Shi Murou passa son bras autour de Liang, son visage contre le sien. « Désormais, ce sera juste nous deux. Personne ne nous dérangera, personne ne t'embêtera, tu pourras juste étudier tranquillement. »
Liang sentit que quelque chose n'allait pas de plus en plus et saisit vite ses épaules. « Qu'est-ce qui s'est passé ? Pourquoi es-tu allée au village de Datu ? Dis-moi vite. »

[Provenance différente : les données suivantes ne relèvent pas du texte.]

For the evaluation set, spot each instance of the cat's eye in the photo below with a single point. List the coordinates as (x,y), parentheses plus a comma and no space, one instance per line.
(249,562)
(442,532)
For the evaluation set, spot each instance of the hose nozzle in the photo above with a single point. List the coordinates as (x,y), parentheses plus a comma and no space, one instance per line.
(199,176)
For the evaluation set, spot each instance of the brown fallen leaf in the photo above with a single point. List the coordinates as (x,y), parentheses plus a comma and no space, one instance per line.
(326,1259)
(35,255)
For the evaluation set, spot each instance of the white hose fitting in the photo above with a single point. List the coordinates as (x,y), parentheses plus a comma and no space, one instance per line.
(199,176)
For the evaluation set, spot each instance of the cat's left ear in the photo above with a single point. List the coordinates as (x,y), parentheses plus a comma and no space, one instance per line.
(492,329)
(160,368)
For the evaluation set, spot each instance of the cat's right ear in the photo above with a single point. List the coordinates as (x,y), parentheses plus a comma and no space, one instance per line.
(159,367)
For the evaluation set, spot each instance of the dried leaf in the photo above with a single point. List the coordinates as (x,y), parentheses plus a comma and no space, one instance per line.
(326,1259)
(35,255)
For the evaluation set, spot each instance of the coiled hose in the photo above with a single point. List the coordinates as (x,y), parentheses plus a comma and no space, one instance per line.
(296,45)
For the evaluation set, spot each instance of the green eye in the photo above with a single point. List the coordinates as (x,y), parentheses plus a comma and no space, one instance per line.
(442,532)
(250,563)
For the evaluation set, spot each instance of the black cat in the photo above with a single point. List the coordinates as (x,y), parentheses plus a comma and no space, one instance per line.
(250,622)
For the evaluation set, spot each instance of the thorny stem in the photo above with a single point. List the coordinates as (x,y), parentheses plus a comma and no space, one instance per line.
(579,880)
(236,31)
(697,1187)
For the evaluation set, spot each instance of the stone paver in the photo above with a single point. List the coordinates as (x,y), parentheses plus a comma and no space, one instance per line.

« Aïe, ça fait mal. » Shi Murou cria, un mécontentement sur le visage. Liang n'avait jamais été aussi brutal avec elle.
Liang dut la relâcher. « Rou'er, dis-moi, qu'as-tu fait là-bas ? »
Sa voix tremblait légèrement, son expression funeste.
« Bon, bon, je croyais que tu pouvais deviner. » Shi Murou tendit la main avec espièglerie et caressa le visage de Liang. « J'ai lu la lettre d'engagement que tu m'as écrite devant tout le monde dans ton village. La famille qui avait arrangé un mariage d'enfants avec votre famille , voyant la situation, n'a pas osé s'opposer à moi et a docilement accepté, rompant ton mariage d'enfants avec la famille . »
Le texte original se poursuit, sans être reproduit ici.